Buttonwood to Billions: A History of The US Stock Market


Copyright (c) 2010 John Howell The US stock market, also known as the New York Stock Exchange (NYSE) is by far the largest stock exchange by market capitalization in the world. By May of 2010, its listed companies represented US$12.25 trillion of the world's money. In the 18th century, when the US stock market got its start, those numbers would have been practically unimaginable. History tells us that the US stock market began when 24 stock brokers met in New York City to sign the Buttonwood Agreement on May 17, 1792. It's no coincidence that it's called that - the signers met outside of a building at 68 Wall Street under a buttonwood tree. At the time, New York City was the first capital of the United States. The buttonwood signers met in a room at 40 Wall Street where the stocks and exchanges of the US stock market's budding businesses began.
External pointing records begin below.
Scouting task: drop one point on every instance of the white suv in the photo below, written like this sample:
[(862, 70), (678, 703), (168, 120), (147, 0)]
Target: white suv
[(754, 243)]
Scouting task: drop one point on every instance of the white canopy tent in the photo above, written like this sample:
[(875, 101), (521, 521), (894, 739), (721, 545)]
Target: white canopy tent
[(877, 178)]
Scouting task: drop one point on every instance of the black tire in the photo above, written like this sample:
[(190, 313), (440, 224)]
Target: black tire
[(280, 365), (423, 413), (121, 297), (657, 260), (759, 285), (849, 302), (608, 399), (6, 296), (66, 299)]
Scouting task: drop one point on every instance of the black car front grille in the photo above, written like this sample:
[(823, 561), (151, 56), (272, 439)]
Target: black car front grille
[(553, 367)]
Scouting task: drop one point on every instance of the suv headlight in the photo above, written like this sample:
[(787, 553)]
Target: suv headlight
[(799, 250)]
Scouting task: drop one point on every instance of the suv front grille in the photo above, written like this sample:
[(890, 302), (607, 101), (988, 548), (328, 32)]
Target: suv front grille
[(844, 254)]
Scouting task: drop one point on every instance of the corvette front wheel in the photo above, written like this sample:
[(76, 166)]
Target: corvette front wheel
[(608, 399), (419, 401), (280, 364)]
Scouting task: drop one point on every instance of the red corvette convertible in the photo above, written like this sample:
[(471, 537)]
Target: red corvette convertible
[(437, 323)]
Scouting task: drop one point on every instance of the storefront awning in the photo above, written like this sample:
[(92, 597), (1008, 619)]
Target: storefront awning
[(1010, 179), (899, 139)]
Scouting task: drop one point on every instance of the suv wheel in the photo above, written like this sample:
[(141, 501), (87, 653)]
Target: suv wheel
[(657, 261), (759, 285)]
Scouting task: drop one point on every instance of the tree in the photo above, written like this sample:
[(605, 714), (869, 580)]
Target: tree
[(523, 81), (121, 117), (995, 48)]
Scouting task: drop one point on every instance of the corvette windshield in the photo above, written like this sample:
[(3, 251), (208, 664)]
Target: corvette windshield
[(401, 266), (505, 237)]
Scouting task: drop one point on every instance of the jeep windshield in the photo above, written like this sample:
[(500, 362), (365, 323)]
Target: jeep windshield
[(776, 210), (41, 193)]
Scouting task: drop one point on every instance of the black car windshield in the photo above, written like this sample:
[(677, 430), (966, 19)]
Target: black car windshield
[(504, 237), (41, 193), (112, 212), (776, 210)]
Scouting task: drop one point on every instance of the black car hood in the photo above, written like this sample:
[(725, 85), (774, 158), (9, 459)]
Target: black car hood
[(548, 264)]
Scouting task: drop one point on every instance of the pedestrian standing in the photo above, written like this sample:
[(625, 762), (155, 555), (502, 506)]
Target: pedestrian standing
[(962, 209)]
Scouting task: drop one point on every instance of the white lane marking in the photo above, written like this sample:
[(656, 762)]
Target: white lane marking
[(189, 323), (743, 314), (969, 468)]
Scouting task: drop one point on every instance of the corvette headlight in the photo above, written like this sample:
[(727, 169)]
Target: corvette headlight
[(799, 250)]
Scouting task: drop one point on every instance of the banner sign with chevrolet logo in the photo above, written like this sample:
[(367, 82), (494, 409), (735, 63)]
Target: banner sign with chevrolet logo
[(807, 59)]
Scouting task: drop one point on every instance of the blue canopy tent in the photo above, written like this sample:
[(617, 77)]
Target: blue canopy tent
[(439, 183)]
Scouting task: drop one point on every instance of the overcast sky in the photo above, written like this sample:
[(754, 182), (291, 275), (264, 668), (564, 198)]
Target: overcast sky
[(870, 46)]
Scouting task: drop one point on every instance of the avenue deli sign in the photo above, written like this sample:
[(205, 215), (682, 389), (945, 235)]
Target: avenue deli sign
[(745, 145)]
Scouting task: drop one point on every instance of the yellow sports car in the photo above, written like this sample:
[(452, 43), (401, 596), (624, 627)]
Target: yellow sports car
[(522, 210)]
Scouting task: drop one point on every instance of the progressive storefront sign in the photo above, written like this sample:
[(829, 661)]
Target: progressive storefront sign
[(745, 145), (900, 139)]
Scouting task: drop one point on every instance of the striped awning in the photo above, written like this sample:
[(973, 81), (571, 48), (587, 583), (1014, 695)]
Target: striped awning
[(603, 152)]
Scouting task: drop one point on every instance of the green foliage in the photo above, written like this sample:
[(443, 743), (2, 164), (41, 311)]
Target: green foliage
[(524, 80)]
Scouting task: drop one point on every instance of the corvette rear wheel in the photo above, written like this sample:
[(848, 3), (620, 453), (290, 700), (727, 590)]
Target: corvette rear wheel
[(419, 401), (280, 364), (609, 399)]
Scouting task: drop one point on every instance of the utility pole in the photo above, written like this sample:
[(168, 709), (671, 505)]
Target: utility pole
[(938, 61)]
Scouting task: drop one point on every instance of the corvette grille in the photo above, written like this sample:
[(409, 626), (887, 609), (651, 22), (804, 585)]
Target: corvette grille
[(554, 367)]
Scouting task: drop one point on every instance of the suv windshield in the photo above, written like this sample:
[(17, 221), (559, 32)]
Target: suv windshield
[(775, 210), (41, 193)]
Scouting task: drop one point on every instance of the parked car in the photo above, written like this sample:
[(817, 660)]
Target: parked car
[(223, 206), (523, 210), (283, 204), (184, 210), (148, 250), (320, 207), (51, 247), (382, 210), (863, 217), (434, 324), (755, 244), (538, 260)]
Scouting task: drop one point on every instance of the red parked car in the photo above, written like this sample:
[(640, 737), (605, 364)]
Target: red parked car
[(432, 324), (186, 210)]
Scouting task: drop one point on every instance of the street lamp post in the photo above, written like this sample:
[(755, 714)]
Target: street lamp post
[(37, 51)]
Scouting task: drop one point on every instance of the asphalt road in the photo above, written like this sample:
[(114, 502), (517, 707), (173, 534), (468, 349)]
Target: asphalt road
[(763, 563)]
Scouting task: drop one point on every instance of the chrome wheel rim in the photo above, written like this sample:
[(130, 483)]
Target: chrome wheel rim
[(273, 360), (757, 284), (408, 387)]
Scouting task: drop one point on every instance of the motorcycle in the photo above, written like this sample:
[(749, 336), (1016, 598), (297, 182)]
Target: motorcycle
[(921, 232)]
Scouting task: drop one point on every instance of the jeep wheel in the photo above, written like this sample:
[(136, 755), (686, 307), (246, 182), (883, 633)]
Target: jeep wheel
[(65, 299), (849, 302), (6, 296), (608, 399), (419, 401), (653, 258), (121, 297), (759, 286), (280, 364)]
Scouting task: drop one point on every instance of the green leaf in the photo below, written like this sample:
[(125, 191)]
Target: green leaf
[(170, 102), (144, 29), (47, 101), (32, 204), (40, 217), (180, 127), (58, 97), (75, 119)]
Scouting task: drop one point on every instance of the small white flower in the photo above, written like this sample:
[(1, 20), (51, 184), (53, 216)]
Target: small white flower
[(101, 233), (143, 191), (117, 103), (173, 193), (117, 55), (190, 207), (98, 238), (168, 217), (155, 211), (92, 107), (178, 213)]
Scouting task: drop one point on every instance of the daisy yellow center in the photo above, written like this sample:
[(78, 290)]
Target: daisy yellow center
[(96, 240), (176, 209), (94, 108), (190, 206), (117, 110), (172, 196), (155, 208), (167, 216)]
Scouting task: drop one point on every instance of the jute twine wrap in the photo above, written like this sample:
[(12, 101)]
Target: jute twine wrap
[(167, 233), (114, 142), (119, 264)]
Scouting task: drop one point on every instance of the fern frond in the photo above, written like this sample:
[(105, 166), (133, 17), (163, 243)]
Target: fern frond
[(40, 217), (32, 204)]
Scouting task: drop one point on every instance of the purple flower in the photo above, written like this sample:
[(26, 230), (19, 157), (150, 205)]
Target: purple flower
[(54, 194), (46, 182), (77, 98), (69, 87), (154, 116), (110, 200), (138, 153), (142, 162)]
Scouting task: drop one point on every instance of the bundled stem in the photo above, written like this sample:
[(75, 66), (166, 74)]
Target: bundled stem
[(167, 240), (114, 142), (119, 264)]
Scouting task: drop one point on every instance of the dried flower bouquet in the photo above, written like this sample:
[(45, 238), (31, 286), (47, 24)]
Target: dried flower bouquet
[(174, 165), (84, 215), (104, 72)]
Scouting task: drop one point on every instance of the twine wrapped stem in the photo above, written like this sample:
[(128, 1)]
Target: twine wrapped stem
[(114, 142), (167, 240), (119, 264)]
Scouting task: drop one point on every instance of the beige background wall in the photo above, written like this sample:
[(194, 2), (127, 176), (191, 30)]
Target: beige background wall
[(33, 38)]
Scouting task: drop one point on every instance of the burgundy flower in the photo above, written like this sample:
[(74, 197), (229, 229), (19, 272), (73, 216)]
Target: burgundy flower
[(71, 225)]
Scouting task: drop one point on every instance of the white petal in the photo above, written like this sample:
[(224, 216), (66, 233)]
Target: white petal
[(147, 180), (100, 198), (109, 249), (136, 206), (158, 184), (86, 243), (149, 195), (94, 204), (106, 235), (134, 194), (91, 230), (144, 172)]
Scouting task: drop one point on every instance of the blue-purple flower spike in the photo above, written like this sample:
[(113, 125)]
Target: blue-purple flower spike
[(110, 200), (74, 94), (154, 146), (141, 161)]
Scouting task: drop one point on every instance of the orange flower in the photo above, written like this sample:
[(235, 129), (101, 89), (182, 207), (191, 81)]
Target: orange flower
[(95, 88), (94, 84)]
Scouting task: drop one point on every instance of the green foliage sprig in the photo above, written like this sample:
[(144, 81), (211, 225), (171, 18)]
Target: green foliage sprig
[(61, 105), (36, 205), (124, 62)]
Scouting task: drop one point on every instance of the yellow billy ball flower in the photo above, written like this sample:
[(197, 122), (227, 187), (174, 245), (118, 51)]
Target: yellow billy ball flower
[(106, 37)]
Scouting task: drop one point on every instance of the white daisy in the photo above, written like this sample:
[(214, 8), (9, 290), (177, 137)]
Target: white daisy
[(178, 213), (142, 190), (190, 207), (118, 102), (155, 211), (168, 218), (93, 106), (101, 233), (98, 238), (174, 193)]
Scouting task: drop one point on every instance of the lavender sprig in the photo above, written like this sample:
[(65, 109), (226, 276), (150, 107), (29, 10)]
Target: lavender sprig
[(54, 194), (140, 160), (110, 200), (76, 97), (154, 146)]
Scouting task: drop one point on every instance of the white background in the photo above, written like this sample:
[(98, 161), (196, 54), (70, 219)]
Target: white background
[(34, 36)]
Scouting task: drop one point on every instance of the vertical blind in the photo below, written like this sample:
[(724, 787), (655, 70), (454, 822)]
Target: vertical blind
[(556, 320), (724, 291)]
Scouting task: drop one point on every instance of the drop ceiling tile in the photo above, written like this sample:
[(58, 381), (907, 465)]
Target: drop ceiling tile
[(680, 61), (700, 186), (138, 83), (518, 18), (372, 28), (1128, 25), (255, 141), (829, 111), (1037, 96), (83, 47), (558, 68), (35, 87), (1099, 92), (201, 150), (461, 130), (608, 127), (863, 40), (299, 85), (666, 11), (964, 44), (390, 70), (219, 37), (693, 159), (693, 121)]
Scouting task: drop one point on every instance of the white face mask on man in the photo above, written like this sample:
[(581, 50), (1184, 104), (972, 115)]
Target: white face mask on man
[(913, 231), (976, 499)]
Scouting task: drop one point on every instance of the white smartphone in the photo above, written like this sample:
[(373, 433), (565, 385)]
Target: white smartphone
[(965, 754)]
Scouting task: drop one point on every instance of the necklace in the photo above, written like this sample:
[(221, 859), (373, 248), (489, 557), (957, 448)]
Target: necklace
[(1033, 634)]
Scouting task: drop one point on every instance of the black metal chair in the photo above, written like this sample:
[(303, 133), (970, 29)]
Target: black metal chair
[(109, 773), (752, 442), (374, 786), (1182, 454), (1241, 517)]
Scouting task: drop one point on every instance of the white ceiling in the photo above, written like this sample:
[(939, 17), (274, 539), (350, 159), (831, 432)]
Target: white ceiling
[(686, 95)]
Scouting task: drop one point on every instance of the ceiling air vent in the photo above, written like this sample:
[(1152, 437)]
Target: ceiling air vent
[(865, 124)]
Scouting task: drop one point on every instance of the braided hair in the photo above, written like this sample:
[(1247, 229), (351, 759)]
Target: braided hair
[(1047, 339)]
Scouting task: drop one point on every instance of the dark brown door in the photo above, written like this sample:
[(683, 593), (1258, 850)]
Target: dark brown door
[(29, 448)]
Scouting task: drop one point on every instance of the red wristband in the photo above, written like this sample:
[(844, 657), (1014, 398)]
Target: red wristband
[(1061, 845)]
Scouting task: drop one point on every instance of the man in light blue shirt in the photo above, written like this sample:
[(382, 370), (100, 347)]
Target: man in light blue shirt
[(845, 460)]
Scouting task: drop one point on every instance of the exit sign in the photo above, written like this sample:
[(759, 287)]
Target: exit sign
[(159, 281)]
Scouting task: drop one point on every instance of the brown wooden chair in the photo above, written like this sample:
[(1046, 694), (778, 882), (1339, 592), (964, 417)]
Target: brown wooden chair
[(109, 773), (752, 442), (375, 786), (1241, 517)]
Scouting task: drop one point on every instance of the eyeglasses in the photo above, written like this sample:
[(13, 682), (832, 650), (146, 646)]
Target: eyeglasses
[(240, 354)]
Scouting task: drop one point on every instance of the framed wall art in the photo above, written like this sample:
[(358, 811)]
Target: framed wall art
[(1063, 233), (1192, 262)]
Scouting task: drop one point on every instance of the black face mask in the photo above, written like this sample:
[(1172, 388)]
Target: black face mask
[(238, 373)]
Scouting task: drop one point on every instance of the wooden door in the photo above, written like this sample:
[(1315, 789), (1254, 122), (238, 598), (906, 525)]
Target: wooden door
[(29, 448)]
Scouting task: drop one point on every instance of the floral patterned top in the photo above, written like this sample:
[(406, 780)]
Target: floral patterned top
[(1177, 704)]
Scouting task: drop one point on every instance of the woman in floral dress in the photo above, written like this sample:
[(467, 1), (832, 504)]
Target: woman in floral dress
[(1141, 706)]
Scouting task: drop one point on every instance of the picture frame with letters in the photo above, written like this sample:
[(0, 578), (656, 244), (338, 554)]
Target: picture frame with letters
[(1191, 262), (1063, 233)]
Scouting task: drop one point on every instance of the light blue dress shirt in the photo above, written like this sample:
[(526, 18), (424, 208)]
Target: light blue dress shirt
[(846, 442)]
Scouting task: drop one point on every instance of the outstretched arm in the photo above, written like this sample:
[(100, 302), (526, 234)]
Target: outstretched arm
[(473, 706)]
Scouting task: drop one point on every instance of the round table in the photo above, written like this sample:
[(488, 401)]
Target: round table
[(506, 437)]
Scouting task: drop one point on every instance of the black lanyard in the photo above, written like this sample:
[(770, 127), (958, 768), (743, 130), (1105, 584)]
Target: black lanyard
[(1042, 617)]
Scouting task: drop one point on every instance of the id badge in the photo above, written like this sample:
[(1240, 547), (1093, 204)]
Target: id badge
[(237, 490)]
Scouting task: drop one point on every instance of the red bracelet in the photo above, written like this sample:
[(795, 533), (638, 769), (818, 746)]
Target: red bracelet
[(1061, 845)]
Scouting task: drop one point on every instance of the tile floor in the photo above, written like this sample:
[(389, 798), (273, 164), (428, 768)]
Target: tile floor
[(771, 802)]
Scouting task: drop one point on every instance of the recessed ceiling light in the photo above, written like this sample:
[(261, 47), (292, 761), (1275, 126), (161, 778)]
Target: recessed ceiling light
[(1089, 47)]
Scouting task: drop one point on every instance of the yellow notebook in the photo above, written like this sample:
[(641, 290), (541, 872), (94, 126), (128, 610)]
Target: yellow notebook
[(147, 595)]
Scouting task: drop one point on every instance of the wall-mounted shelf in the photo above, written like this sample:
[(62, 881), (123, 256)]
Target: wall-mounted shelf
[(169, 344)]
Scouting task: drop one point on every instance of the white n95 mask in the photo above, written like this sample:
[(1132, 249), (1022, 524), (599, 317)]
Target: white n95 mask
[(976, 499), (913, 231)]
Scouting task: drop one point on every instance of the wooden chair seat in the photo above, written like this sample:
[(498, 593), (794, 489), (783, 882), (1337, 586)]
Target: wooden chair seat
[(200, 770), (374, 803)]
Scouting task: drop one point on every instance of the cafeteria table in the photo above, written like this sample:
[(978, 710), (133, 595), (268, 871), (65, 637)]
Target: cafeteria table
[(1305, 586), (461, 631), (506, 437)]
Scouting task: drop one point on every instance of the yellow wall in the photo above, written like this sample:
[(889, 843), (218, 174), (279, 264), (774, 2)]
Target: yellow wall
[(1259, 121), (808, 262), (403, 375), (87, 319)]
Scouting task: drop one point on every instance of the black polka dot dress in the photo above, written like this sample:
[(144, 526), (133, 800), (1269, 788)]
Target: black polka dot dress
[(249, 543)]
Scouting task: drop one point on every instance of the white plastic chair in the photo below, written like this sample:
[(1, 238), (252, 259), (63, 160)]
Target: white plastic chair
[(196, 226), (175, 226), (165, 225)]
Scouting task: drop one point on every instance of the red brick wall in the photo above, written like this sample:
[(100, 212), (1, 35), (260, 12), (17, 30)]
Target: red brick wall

In 1817, the organization drafted a constitution to officially rename the US stock market the "New York Stock and Exchange Board". The name was later shortened to "New York Stock Exchange" in 1863. By 1901, the US stock market had increased its volume of stocks six fold and a larger space was needed to accommodate all of the stock brokers. A new building, the US stock market's current home, was constructed at 18 Broad Street and opened on April 22, 1903. At the time, the building's 109 x 140 foot trading floor was one of the largest interior spaces in New York City. Today, the building is listed as a National Historic Landmark. Perhaps the most important and pivotal moment in the US Stock Market history came with the Crash of 1929. On October 29, 1929, stock prices began to plummet from what had been an unprecedented high and continued to fall for a full month afterward. That week alone, the US stock market lost $30 billion in value. The resulting "crash" set off a series of events that led to The Great Depression, the most devastating economic slump in United States History. Most recently, the United States' stock market experienced what has been called a Flash Crash when 998-point loss was posted and then suddenly rebounded within a matter of minutes. It was thought that the crash was caused by a keying error called the "fat-finger trade" during a sell by homegoods giant Proctor and Gamble, but the Securities and Exchange Commission has published a report saying it's not clear what was to blame.